In the first story, healing was humbling for the great man, Naaman. High-rank in the Syrian government was no protection from the dreaded disease. Through the quiet intervention of a Jewish slave girl, Naaman arrives with pomp on the doorstep of the prophet Elisha, who doesn’t even deign to meet him in person, but sends a message to dip his diseased body in the muddy trickle of the Jordan river. Horrified, Naaman leaves in a huff, only to be persuaded by his servants to try it even though it sounds absurd. Doubtful but game, Naaman finds that the words of the prophet accomplish all that was promised, and he goes away restored to health, having witnessed the healing power of Elisha’s God.
Jesus’ story takes a completely different tack. Confronted with a leper kneeling at this feet begging for healing, Jesus could easily have commanded the leprosy to leave, healing with a word. But he doesn’t. He reaches out to touch this untouchable, diseased person who carries the seeds of death on his skin. Jesus risks both separation from society and the contraction of this horrible disease in touching this man.
Mark, the writer is giving us a clue to Jesus’ ministry beyond the healing of this man’s leprosy. In this first chapter, we have seen Jesus’ move into the public sphere to teach and preach: “the time is fulfilled, the kingdom of God is at hand, repent and believe the good news.”

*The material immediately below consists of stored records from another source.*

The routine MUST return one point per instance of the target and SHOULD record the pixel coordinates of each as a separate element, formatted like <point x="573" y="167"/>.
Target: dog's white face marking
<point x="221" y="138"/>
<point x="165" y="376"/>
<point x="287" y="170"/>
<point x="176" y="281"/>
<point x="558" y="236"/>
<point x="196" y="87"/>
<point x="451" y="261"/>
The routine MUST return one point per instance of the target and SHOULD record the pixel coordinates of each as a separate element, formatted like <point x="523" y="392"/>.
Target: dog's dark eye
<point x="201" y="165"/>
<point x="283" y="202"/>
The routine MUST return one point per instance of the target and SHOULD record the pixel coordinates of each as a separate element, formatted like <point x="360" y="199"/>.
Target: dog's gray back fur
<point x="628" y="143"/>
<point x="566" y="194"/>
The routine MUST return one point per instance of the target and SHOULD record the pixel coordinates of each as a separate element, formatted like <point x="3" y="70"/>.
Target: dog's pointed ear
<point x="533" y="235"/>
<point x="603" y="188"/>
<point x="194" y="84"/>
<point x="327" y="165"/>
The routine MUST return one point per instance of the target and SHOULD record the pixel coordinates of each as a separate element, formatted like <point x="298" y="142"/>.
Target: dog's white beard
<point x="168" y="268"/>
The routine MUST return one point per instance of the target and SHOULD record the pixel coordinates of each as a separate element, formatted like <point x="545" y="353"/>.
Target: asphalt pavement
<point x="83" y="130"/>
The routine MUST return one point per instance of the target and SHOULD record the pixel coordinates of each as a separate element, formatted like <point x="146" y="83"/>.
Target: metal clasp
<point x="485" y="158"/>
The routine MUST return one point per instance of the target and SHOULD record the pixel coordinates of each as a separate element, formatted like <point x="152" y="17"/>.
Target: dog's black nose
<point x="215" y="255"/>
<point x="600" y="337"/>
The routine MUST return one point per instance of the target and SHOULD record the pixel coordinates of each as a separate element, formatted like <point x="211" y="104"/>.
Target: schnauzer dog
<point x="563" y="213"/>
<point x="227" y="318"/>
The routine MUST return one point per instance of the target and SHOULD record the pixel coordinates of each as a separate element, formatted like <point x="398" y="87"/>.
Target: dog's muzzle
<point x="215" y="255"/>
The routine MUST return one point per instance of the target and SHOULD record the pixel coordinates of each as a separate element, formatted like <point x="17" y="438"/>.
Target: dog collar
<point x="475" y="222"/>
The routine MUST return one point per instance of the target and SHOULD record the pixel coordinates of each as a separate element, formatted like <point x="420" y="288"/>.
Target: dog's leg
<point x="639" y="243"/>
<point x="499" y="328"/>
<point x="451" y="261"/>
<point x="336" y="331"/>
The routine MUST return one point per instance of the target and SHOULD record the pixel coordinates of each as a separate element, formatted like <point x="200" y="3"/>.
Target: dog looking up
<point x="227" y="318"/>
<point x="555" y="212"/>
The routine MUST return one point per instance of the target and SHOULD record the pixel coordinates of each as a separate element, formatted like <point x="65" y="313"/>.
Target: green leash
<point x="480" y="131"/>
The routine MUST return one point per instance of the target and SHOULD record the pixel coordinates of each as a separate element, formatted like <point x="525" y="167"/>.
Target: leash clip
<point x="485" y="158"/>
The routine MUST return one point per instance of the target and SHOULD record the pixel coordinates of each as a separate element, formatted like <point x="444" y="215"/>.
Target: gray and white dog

The good news for the earliest people in this Gospel is healing: the man in the synagogue is restored to life when a demon is cast out, Peter’s mother-in-law is restored to her position in the community when her fever is cast out, friends and neighbors find healing outside the front door of Peter’s house. This preacher’s teaching is to touch the lives of these people with restoration as a sign of the kingdom of God that he brings. And then with this leper, we see Jesus’ teaching moving from the church to the home to the widest of public spaces. Jesus is on the move. The whole world is waiting for the revealing of the kingdom of God, and Jesus’ work is to show that it has come now.
Jesus is not removed from the physical confrontation of illness, isolation, and contagion. In touching the sick and the possessed, he takes it upon himself, person to person. At the very beginning of his ministry, we see the path on which he will continue to walk. He will take on the sin and sorrow and evil of the whole world before his work is done, suffering in his own body to show that God’s love is so great nothing in heaven or earth can ever separate us from it. In his resurrection, we have the promise of life forever, of evil destroyed for good, and God’s presence with us without fail. It is purely a gift, you know. All that God has promised to us through Jesus is just a gift. We can’t earn it, we don’t deserve it, but it is ours all the same.
The thing that made me crazy when I went to the doctor for the excruciating pain in my shoulder is that after the X-rays assured him that there was no pinched nerve in my neck, he just wrote me a prescription for pain pills and told me to call him if I got worse. He never even touched my shoulder to see if he could feel what was causing the pain. I ended up with massage therapists who dug deep into my pain with healing hands, fighting with me to end the suffering and isolation which kept me from my normal life.
So I ask you: what is the touch that you have known from Jesus in your life? Is it the touch of a friend who consoles you in your loss? Is it the kiss of a loved one, easing your pain? It is the skilled hands of a healer, reaching into your suffering to relieve it? And then let me ask: what is the touch you have offered? How have you been the touch of Jesus to someone who needs to know that Jesus is there? I encourage you to remember those touches, those gifts of healing, and to see them for what they are, Jesus’ presence to love and heal. And I challenge you to see that Jesus is still present in the touch of those acts of care for our bodies as well as for our souls.